The drawback is data security. In most current generation systems, the main memory is volatile DRAM without power-loss protection or PLP. In data center SSDs, PLP circuitry is added into the SSD so the SSD’s volatile DRAM can be flushed to non-volatile NAND in the event of power loss.
In theory, technologies like NVDIMMs and more exotic technology like the now defunct Optane DIMMs, could provide this type of service without data loss during a power event. Those technologies often cost more than adding PLP to NAND SSDs directly. At the same time, hyper-scalers in the data center have looked at effectively doing a conceptually similar version of this to manage vast NAND arrays.
At this point, we have discussed features, but the next question is why HMB exists in the first place.
Why HMB NVMe SSD Exist
The primary reason we have HMB SSDs is cost, but there are other implications as well. Here is an example of a HMB NVMe SSD in a Project TinyMiniMicro node. In the 1L corporate desktop PC segment, having a lower cost and power SSD, while still being able to market a NVMe SSD is important.
Something else is illustrated by the example above.

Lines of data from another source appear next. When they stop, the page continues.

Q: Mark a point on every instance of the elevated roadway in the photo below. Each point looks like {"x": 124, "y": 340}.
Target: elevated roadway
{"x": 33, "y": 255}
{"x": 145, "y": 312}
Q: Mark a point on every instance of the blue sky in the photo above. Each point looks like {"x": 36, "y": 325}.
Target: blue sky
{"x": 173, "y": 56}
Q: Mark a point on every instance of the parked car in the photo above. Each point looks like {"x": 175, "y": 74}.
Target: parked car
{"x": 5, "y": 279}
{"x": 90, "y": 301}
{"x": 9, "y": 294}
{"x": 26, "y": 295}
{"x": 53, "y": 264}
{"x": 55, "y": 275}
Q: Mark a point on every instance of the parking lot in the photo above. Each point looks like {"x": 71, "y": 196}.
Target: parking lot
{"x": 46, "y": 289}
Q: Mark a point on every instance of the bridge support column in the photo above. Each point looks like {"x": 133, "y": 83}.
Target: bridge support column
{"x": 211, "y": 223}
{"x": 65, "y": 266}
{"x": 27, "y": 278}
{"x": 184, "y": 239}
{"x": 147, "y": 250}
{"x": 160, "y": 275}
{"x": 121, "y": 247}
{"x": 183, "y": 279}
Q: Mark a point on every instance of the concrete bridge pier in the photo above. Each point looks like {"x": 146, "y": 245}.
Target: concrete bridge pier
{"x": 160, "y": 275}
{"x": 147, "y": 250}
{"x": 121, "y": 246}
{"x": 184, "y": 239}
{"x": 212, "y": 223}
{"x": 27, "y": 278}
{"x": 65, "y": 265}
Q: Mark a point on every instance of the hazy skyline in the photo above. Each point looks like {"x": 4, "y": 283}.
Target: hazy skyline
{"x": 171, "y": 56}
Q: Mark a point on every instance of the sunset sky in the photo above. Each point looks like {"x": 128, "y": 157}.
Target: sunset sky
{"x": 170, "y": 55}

One can see that the SSD is a M.2 2280 or 80mm model. At the same time, this is only 80mm in size because of the extra PCB being used to reach an existing mounting point. Companies like Dell will use more compact SSDs in its systems even if the system can fit larger drives.
One can imagine how form factors can shrink with an assumption of smaller SSD PCBs.

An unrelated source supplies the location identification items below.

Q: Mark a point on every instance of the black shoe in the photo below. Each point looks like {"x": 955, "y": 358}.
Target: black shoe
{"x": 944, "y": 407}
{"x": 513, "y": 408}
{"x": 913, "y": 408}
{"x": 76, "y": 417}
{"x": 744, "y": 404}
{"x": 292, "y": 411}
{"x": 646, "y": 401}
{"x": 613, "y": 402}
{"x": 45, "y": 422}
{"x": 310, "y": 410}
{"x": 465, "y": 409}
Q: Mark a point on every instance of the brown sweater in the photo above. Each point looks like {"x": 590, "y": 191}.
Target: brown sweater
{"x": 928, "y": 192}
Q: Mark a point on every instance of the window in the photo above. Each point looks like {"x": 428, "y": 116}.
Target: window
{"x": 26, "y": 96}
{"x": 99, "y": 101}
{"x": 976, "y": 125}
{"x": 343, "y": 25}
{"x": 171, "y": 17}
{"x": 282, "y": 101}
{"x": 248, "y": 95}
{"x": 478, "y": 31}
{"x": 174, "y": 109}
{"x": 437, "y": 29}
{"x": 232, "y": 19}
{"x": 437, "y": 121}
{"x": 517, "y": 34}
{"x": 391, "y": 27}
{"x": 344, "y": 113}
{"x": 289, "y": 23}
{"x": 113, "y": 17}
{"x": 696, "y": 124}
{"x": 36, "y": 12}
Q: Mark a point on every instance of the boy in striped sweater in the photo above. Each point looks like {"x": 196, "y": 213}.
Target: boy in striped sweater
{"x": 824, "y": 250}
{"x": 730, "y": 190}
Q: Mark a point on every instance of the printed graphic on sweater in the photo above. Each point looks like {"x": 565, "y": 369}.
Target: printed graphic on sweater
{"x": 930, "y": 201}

While many in the industry like to say that HMB SSDs are as fast as their DRAM-equipped alternatives, they are not. Instead, these are usually considered a value technology because it removes the DRAM package from a SSD and also can reduce the physical footprint of a drive.
Still, most major manufacturers have HMB SSDs in the market, so this is a technology that we expect to see for some time. It is also one that will become more interesting as servers enter the CXL era and the relatively rigid structures of where memory sits in a system become flexible.